I had a junior high school English teacher who had the same effect on me. Mrs. Levine’s glare would wander across the landscape of pimpled faces and inevitably rest on me. This was followed by the charge that mine was the hand that affixed the Playboy centerfold to the movie screen, so the full glory of mid-’70s female pulchritude was displayed when Mrs. Levine decided to show us a filmstrip on Edith Wharton.

(I must confess there was a certain substance to the accusation.)

Back to Wodehouse. To my mind, there are three categories in the oeuvre: the Jeeves and Wooster stories and novels, the Blandings Castle material, and everything else.

So, in no particular order, except I have to use numbers to get the word count up:

1. “Jeeves and the Impending Doom,” from “Very Good, Jeeves!” In this story Bertie and a cabinet minister are stuck on the roof of a summer house by a belligerent swan. In the rain.

They are rescued by Jeeves. To wit:

“Every young man starting life ought to know how to cope with an angry swan, so I will briefly relate the proper procedure. You begin by picking up the raincoat which somebody has dropped; and then, judging the distance to a nicety, you simply shove the raincoat over the bird’s head; and, taking the boathook you have prudently brought with you, you insert it under the swan and heave. The swan goes into a bush and starts trying to unscramble itself; and you saunter back to your boat, taking with you any friends who happen to be sitting on roofs in the vicinity.

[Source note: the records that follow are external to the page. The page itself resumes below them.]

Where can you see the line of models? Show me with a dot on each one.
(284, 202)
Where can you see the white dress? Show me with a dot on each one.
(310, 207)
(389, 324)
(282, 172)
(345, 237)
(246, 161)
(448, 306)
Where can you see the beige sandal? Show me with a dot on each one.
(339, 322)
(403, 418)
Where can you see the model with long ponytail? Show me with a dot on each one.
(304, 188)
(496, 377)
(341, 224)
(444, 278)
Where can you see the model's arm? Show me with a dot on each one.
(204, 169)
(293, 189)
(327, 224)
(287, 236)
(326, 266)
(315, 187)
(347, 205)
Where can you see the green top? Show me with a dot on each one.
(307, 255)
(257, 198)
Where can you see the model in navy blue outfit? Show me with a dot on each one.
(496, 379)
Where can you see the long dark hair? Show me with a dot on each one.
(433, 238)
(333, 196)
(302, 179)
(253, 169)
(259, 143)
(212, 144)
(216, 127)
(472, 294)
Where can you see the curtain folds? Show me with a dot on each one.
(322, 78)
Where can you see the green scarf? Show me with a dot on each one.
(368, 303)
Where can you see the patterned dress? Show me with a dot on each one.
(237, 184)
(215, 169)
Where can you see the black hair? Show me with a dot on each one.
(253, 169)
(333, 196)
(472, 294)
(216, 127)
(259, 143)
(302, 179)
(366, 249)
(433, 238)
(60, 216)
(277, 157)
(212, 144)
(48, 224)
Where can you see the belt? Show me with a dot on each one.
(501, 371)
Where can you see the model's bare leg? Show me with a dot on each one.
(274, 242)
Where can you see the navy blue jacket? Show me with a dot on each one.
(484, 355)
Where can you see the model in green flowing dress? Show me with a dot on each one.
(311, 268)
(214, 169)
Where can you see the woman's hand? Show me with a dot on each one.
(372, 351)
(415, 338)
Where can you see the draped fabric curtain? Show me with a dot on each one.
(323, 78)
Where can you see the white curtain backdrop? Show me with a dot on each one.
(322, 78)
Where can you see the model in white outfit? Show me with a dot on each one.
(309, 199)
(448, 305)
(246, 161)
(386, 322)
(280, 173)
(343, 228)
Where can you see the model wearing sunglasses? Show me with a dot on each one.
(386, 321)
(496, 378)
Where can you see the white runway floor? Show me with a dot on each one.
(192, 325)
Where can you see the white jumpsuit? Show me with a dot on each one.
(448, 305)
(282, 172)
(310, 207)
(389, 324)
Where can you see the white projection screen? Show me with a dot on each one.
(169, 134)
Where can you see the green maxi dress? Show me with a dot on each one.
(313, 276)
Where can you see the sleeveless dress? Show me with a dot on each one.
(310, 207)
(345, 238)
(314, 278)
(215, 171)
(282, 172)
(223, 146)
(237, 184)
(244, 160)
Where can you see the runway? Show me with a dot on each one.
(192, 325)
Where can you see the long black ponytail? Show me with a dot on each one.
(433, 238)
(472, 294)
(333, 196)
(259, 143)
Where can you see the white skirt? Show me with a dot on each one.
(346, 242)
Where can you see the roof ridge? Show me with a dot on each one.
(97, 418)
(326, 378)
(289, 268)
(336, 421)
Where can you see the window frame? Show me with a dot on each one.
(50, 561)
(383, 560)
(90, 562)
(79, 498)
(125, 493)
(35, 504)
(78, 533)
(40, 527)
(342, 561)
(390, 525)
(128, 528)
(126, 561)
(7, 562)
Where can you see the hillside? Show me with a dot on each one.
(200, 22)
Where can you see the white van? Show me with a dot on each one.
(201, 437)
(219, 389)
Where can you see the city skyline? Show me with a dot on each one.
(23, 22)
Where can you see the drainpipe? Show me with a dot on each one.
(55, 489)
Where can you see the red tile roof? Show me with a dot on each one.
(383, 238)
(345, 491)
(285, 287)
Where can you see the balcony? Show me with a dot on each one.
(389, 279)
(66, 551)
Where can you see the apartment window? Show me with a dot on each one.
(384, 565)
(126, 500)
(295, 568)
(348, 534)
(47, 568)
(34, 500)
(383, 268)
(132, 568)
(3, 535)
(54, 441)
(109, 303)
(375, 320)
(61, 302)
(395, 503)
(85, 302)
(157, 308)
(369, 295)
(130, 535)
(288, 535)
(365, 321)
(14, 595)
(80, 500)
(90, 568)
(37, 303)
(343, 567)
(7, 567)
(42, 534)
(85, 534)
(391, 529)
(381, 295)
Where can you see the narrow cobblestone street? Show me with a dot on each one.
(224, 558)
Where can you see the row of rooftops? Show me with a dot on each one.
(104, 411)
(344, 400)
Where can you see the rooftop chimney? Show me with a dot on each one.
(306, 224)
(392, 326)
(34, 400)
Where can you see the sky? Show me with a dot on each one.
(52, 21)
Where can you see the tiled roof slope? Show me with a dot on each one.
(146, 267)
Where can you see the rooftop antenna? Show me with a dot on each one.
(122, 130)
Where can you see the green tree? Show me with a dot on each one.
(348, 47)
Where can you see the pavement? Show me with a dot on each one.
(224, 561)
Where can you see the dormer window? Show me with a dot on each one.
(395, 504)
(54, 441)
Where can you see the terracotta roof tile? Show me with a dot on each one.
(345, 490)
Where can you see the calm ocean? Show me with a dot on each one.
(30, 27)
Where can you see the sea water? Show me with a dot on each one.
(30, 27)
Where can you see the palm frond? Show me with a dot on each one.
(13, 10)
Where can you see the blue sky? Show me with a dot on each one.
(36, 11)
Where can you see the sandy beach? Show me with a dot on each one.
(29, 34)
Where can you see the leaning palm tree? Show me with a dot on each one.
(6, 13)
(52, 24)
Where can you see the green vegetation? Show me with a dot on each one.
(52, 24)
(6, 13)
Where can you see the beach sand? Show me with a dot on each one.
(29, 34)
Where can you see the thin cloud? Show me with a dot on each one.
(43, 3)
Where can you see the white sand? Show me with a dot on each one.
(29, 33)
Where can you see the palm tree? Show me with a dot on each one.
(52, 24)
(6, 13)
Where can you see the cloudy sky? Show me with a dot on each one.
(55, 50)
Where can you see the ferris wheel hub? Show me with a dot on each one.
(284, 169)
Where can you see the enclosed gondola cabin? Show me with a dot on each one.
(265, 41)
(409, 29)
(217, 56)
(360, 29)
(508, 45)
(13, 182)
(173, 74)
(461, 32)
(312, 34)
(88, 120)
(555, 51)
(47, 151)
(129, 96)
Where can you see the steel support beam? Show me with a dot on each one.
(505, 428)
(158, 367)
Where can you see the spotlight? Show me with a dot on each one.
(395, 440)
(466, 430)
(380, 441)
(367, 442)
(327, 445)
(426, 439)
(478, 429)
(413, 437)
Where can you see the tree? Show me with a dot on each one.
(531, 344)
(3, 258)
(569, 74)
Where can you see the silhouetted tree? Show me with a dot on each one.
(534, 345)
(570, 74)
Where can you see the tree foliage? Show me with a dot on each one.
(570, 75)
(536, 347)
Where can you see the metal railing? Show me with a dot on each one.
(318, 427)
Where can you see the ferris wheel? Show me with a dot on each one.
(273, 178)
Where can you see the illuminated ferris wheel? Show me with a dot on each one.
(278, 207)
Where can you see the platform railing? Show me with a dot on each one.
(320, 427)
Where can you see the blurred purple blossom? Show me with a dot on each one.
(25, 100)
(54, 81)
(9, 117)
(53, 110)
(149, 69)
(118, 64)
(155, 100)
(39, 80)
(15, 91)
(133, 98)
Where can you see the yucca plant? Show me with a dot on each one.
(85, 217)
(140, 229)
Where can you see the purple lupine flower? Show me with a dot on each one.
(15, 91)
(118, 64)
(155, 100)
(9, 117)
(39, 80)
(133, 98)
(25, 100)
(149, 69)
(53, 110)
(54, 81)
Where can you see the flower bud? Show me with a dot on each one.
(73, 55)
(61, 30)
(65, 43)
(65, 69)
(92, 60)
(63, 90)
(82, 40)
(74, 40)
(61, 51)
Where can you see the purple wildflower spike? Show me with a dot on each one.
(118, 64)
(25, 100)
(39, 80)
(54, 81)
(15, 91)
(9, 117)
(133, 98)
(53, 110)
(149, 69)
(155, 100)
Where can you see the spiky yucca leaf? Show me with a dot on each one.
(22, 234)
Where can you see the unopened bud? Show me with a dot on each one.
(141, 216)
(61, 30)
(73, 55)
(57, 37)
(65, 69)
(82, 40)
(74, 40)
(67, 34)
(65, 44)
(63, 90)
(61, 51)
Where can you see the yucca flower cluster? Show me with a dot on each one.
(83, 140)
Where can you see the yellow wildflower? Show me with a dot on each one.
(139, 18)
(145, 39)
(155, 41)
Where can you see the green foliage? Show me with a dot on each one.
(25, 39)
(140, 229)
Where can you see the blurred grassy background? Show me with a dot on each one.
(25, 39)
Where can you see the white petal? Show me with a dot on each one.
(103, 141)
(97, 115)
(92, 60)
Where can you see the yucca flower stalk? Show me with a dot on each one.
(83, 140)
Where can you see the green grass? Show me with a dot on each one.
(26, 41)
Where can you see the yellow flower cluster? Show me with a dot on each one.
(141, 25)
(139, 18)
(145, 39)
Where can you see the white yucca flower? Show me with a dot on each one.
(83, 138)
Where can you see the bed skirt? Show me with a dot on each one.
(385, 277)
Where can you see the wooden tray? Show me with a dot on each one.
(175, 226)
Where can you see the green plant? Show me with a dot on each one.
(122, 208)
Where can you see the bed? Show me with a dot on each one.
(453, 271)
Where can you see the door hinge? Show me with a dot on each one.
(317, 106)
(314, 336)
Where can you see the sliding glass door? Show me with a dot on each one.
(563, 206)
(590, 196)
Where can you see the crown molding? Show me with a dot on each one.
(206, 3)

That was Jeeves’ method, and I cannot see how it could have been improved upon.”

2. “The Code of the Woosters” introduces one of Wooster’s most memorable antagonists, would-be Fascist dictator Roderick Spode. 

The Spode menace is quelled when Jeeves discovers that Spode designs ladies’ underwear, a fact the Dictator (always capitalized) is reluctant to air publicly.

3. “Lord Emsworth and Others” is a short-story collection and as good a selection from the non-Jeeves Wodehouse as any. 

It includes “The Crime Wave at Blandings,” in which the sinister Rupert Baxter returns to the castle, ostensibly to serve as tutor to the young George, but the ulterior motive is clear. 

Involves several assaults with a pellet gun aimed at the sensitive regions.

4. “Heavy Weather” is a Blandings Castle novel, in which the supremacy of the Empress of Blandings (an immense pig) is threatened by arch-fiend Sir Gregory Parsloe-Parsloe’s Pride of Matchingham (a similarly massive animal).

5. Back to Jeeves for “Joy in the Morning.” This one features another of Bertie’s enemies, the pumpkin-headed D’Arcy (Stilton) Cheesewright, a massive man of volcanic emotions and weak intellect who is not happy when he learns that Bertie was once engaged to his fiancée, the imperious and intellectual Florence Craye. 

Includes the agony of being compelled to read “Types of Ethical Theory,” and, after the sheer pleasure has faded, Nietzsche.